Gemäß § 17 VwGVG sind, soweit in diesem Bundesgesetz nicht anderes bestimmt ist, auf das Verfahren über Beschwerden gemäß Art. 130 Abs. 1 B-VG die Bestimmungen des AVG mit Ausnahme der §§ 1 bis 5 sowie des IV. Teiles, die Bestimmungen der Bundesabgabenordnung - BAO, BGBl. Nr. 194/1961, des Agrarverfahrensgesetzes - AgrVG, BGBl. Nr. 173/1950, und des Dienstrechtsverfahrensgesetzes 1984 - DVG, BGBl. Nr. 29/1984, und im Übrigen jene verfahrensrechtlichen Bestimmungen in Bundes- oder Landesgesetzen sinngemäß anzuwenden, die die Behörde in dem dem Verfahren vor dem Verwaltungsgericht vorangegangenen Verfahren angewendet hat oder anzuwenden gehabt hätte.
Gemäß § 28 Abs. 1 VwGVG hat das Verwaltungsgericht die Rechtssache durch Erkenntnis zu erledigen, sofern die Beschwerde nicht zurückzuweisen oder das Verfahren einzustellen ist.
Gemäß § 28 Abs. 2 VwGVG hat das Verwaltungsgericht über Beschwerden gemäß Art 130 Abs. 1 Z 1 B-VG (Anmerkung: sog. Bescheidbeschwerden) dann in der Sache selbst zu entscheiden, wenn der maßgebliche Sachverhalt feststeht (Z 1) oder die Feststellung des maßgeblichen Sachverhalts durch das Verwaltungsgericht selbst im Interesse der Raschheit gelegen oder mit einer erheblichen Kostenersparnis verbunden ist (Z 2).

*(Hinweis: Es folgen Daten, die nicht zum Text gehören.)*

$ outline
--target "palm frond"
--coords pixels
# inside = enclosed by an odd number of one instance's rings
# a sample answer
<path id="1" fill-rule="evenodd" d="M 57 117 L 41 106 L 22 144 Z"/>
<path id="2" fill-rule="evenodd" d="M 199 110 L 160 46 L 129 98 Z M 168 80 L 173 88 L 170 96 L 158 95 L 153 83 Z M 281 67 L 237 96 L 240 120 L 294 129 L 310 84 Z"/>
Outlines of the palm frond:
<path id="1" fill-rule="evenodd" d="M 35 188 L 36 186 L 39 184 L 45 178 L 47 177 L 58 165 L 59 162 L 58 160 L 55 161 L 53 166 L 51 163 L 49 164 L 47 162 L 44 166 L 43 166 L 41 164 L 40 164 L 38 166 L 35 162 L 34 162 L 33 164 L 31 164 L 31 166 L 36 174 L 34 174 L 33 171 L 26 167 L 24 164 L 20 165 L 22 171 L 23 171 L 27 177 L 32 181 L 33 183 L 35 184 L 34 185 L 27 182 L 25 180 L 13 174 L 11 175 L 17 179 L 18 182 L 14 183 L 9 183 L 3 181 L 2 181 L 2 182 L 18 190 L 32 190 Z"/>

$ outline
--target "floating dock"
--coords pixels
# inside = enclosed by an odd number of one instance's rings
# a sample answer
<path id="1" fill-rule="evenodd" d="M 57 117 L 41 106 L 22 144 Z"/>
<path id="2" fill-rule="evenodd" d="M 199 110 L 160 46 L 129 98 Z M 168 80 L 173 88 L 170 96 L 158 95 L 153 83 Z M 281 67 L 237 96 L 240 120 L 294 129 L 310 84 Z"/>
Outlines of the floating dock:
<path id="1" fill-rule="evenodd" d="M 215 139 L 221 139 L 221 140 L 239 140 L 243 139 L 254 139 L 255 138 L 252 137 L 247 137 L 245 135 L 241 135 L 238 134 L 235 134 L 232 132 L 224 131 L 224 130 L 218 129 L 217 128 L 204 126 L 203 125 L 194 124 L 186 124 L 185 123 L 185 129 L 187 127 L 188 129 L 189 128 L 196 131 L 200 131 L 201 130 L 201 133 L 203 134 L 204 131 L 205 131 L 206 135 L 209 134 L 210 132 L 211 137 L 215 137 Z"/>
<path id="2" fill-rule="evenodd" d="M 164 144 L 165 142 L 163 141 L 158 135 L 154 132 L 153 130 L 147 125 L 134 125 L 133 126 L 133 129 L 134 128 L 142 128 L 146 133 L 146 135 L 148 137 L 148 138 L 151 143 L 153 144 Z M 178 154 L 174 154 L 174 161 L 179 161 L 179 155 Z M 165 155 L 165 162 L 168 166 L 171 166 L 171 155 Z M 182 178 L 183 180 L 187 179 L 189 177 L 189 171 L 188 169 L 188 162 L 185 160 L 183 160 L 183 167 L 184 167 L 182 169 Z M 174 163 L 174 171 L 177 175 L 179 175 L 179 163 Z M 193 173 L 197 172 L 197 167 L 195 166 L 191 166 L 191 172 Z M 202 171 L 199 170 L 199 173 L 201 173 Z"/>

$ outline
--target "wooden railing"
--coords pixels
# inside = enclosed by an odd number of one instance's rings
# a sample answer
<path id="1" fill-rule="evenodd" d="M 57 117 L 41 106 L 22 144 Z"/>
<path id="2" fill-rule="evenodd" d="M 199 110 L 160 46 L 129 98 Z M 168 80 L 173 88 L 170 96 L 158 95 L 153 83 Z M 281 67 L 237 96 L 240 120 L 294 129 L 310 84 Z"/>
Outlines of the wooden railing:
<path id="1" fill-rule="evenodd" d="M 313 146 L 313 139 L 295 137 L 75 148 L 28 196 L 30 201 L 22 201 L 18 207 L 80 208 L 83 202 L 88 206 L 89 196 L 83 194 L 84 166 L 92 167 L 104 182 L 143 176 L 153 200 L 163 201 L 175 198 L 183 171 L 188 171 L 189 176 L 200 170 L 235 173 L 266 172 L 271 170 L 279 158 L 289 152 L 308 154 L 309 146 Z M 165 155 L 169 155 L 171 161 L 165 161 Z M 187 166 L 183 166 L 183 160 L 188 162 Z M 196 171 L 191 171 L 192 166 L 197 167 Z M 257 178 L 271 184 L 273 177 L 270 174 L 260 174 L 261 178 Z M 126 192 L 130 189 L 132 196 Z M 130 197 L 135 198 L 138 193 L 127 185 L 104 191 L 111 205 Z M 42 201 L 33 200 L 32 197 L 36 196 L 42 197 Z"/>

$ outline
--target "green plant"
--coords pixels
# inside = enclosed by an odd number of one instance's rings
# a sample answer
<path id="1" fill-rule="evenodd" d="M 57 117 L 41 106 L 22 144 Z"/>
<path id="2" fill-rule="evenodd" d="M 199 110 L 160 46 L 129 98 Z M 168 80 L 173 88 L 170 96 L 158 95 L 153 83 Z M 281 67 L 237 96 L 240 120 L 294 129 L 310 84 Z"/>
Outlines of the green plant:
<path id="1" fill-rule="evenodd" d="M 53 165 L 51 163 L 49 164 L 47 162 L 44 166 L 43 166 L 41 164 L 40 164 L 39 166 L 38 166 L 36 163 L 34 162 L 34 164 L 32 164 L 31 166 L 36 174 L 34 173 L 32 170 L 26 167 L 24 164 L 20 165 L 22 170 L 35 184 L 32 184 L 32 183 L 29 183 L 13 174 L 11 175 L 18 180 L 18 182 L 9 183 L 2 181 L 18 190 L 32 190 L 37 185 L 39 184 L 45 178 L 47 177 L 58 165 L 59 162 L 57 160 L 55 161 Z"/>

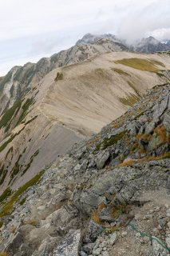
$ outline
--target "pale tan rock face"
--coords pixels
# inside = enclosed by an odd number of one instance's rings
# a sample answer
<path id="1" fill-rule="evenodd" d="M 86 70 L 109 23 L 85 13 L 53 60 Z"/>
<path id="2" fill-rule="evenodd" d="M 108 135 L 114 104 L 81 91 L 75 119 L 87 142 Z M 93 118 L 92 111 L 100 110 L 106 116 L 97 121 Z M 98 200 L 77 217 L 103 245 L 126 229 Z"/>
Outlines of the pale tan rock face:
<path id="1" fill-rule="evenodd" d="M 96 48 L 97 53 L 103 53 L 107 47 L 105 45 Z M 64 53 L 60 58 L 61 54 Z M 77 57 L 77 53 L 74 55 Z M 120 117 L 143 97 L 147 90 L 168 82 L 170 58 L 166 54 L 120 51 L 95 56 L 94 52 L 90 52 L 88 56 L 87 60 L 81 62 L 77 62 L 77 58 L 74 62 L 77 63 L 53 67 L 40 81 L 34 77 L 32 89 L 26 94 L 22 106 L 31 98 L 34 98 L 34 103 L 22 120 L 24 123 L 15 127 L 16 120 L 21 115 L 20 109 L 7 133 L 9 136 L 10 133 L 17 135 L 1 151 L 1 166 L 4 166 L 3 169 L 8 170 L 1 191 L 10 181 L 14 189 L 19 187 L 49 166 L 57 155 L 69 150 L 74 142 L 100 131 L 105 125 Z M 164 66 L 156 66 L 159 70 L 167 70 L 166 76 L 116 63 L 123 58 L 160 62 Z M 62 78 L 56 82 L 58 72 L 62 74 Z M 7 134 L 4 130 L 5 128 L 0 130 L 0 146 L 10 138 L 5 139 Z M 13 150 L 10 150 L 12 147 Z M 16 163 L 19 167 L 11 180 L 11 172 Z"/>

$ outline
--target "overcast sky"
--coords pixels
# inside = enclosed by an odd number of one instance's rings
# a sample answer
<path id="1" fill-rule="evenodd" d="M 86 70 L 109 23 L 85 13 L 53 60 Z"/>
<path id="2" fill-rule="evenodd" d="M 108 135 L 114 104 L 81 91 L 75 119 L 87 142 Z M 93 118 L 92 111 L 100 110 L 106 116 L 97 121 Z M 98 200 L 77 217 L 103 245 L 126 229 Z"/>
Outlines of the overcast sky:
<path id="1" fill-rule="evenodd" d="M 170 0 L 0 0 L 0 76 L 86 33 L 170 39 Z"/>

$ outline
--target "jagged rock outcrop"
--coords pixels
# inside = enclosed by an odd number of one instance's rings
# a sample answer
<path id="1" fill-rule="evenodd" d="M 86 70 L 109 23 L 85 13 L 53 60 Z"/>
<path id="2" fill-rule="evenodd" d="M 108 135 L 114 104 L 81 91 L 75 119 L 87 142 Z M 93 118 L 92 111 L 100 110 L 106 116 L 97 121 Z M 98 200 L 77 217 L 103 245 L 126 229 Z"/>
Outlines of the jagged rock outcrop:
<path id="1" fill-rule="evenodd" d="M 112 38 L 112 37 L 111 37 Z M 110 39 L 111 39 L 110 38 Z M 48 73 L 57 67 L 77 63 L 98 54 L 121 51 L 125 46 L 106 38 L 76 46 L 52 55 L 42 58 L 37 63 L 28 62 L 23 66 L 14 66 L 0 80 L 0 114 L 7 107 L 33 89 Z"/>
<path id="2" fill-rule="evenodd" d="M 97 42 L 95 47 L 106 50 L 107 41 L 101 46 Z M 89 46 L 84 45 L 83 49 L 91 52 L 93 48 Z M 73 53 L 73 62 L 78 62 L 77 57 L 81 52 Z M 58 61 L 56 60 L 57 64 Z M 0 118 L 0 193 L 8 186 L 19 187 L 82 137 L 98 132 L 139 101 L 149 88 L 168 83 L 169 62 L 167 54 L 154 54 L 151 58 L 149 54 L 109 52 L 53 69 L 34 84 L 26 95 L 17 100 Z M 40 62 L 36 64 L 39 66 L 36 69 L 42 71 L 35 72 L 35 75 L 47 72 L 45 60 Z M 49 61 L 47 62 L 50 64 Z M 28 70 L 30 66 L 30 63 Z M 25 68 L 23 74 L 24 70 Z M 24 88 L 22 74 L 19 77 Z M 136 126 L 133 128 L 136 130 L 140 123 Z M 155 124 L 149 123 L 146 129 L 152 129 L 152 126 Z M 144 138 L 140 142 L 144 146 Z M 108 152 L 105 154 L 107 156 Z M 94 162 L 102 166 L 105 158 L 101 161 L 97 157 Z M 118 162 L 119 159 L 113 159 L 112 165 Z M 86 168 L 83 162 L 77 167 Z"/>
<path id="3" fill-rule="evenodd" d="M 154 87 L 12 197 L 6 192 L 1 250 L 14 256 L 169 255 L 169 84 Z M 18 234 L 18 251 L 11 251 Z"/>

Gemäß § 28 Abs. 3 VwGVG hat das Verwaltungsgericht, wenn die Voraussetzungen des Abs. 2 leg cit. nicht vorliegen, im Verfahren über Beschwerden gemäß Art. 130 Abs. 1 Z 1
B-VG in der Sache selbst zu entscheiden, wenn die Behörde dem nicht bei der Vorlage der Beschwerde unter Bedachtnahme auf die wesentliche Vereinfachung oder Beschleunigung des Verfahrens widerspricht. Hat die Behörde notwendige Ermittlungen des Sachverhalts unterlassen, so kann das Verwaltungsgericht den angefochtenen Bescheid mit Beschluss aufheben und die Angelegenheit zur Erlassung eines neuen Bescheides an die Behörde zurückverweisen. Die Behörde ist hierbei an die rechtliche Beurteilung gebunden, von welcher das Verwaltungsgericht bei seinem Beschluss ausgegangen ist.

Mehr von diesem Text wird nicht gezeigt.